I liked playing with blocks as a kid, building grand castles out of wooden shapes painted primary colors. I was also the Tetris Queen; I held the high score on my dad’s stone age computer until we got rid of that computer. Never though, when I was young, did I ever play Tangram. Saturday night I watched about a dozen performers play Tangram on stage with gigantic Tangram pieces. http://www.bam.org/view.aspx?pid=121

http://www.youtube.com/watch?v=faHMok_H4ys

One of my favorite performing arts venues in New York is, without a doubt, the Brooklyn Academy of Music, or BAM. Located in Fort Greene just a few steps away from Atlantic/Pacific or Nevins station, BAM has two theatres within walking distance of each other,

The city block sized Howard Gilman Opera House exterior is clean, serene white, and you’d never expect the burst of artistic, eclectic goodness you find inside, both in decoration and in programming. Go up the escalator and you find yourself in the BAMCafé, one of my favorite chill-out spaces in New York. What they’ve done with the space is breathtaking and inventive; you feel as if you are hanging out on the set of a BAM production. Bright orange rafters stretch out over clusters of tables, chairs, and couches. The ceiling is lined with metal weather grating and mesh, behind which shine lots of tiny lightbulbs. The huge arched windows dance with spiraling lights. Look above you and you see floating white sculptures of human bodies flying, arms outstretched. (A few months ago it was a gigantic chandelier made out of sea-foam-green electrical cords). And on Friday and Saturday nights during the theatre season, you can see free music performances by new and experimental musicians. The band this Saturday night when I went described themselves as “mariachi bluegrass.”

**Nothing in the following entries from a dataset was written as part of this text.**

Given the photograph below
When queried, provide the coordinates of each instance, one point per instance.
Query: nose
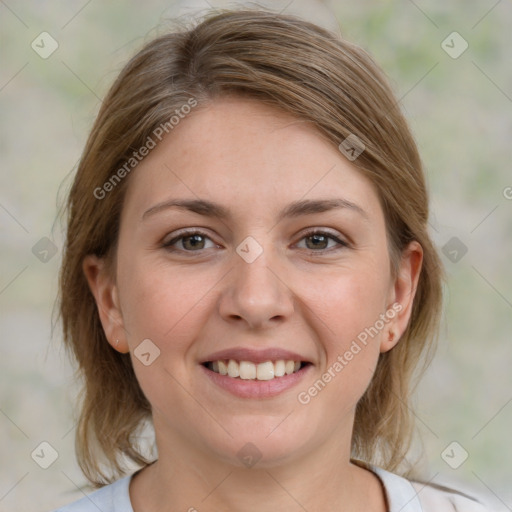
(256, 293)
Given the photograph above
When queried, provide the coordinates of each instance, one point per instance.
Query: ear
(401, 295)
(104, 289)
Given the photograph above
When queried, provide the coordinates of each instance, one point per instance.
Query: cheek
(160, 303)
(353, 332)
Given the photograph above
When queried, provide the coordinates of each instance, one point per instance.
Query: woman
(248, 270)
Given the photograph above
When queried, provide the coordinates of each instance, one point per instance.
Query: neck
(186, 478)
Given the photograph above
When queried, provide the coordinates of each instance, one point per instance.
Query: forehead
(249, 156)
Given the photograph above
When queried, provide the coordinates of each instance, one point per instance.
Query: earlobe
(402, 293)
(104, 290)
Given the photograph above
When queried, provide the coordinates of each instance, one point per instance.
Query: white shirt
(402, 496)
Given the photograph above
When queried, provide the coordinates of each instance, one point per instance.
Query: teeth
(246, 370)
(233, 368)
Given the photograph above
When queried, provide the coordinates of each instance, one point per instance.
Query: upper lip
(254, 355)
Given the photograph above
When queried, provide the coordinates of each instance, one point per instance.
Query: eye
(317, 241)
(189, 241)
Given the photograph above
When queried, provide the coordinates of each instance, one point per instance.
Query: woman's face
(276, 259)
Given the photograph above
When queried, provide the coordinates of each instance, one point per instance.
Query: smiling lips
(248, 370)
(255, 364)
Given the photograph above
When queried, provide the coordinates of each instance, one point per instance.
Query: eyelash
(186, 234)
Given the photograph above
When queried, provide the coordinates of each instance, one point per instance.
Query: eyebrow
(295, 209)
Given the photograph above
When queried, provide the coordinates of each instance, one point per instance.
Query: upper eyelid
(340, 239)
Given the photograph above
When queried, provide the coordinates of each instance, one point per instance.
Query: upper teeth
(250, 371)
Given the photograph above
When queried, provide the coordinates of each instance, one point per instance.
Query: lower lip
(256, 388)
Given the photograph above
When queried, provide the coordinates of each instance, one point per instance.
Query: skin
(202, 298)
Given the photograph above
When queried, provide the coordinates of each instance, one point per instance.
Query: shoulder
(407, 496)
(438, 498)
(111, 498)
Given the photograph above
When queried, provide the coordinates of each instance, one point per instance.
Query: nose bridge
(255, 291)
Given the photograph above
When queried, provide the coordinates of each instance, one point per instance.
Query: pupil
(193, 240)
(317, 238)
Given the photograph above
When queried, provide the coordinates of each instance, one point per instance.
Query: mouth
(257, 371)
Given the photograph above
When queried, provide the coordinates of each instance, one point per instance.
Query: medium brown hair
(305, 71)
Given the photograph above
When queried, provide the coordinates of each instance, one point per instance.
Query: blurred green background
(460, 110)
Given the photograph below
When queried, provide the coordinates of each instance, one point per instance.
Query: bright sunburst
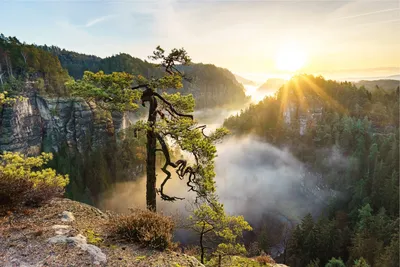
(290, 57)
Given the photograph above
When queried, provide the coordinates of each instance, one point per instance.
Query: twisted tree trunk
(151, 157)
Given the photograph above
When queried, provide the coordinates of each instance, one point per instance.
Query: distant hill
(244, 81)
(394, 77)
(211, 87)
(385, 84)
(271, 84)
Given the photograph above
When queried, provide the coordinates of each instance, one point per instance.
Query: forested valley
(341, 138)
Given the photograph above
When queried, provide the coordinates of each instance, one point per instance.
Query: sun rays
(304, 92)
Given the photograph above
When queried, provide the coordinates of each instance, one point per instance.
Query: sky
(247, 37)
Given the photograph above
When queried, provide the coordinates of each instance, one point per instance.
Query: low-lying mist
(253, 178)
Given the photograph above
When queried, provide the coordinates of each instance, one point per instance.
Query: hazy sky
(244, 36)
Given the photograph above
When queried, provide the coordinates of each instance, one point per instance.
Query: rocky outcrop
(39, 237)
(38, 124)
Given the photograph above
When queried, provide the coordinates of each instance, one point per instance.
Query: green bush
(147, 228)
(24, 183)
(335, 263)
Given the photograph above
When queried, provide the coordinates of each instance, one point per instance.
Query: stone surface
(45, 124)
(79, 240)
(67, 216)
(61, 229)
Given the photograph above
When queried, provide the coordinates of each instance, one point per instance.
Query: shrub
(24, 183)
(335, 263)
(147, 228)
(264, 259)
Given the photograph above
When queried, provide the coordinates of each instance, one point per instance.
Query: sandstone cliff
(38, 124)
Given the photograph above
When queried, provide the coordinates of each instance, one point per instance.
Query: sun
(290, 57)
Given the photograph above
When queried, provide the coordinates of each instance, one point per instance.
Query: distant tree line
(364, 127)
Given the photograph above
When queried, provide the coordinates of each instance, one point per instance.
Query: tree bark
(151, 157)
(201, 245)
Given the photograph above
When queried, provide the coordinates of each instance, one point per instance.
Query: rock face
(38, 124)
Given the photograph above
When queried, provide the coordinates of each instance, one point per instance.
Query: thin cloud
(368, 13)
(98, 20)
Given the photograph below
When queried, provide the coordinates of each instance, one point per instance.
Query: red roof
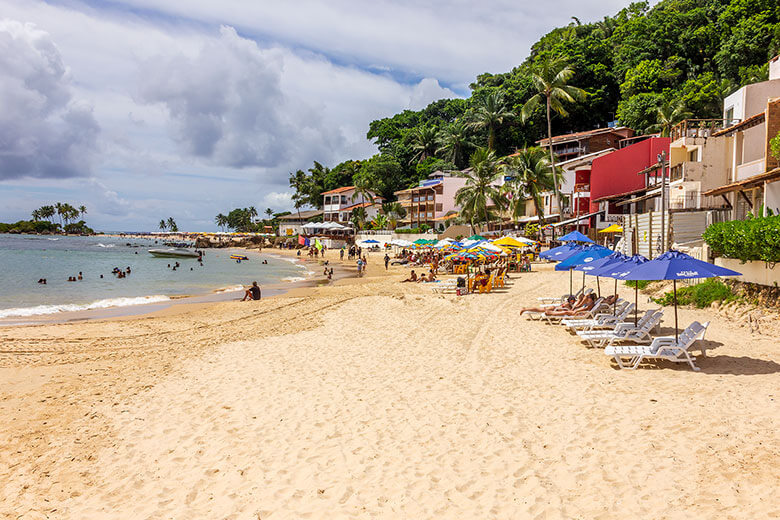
(338, 190)
(620, 130)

Yeah yeah, sounds cool, but I bet ticket prices are astronomical. Not at all. General admission at the opera house is as low as $25 a ticket, $10 for student rush. When’s the last time you went to an opera for $25? When’s the last time you went to an opera like this? is the real question.

BAM has distinguished itself as a large performing arts venue that gives new, experimental art forms a place to be seen. I have yet to be disappointed by a BAM production: Robert Wilson’s envisioning of Peer Gynt continues to be one of the main reasons I am an artist. Why not have a production of The Magic Flute with video projections? Who wouldn’t want to watch Cate Blanchett saunter around the stage as Hedda Gabler? I always leave the theatre feeling that much more in love with New York for giving a place like BAM a home.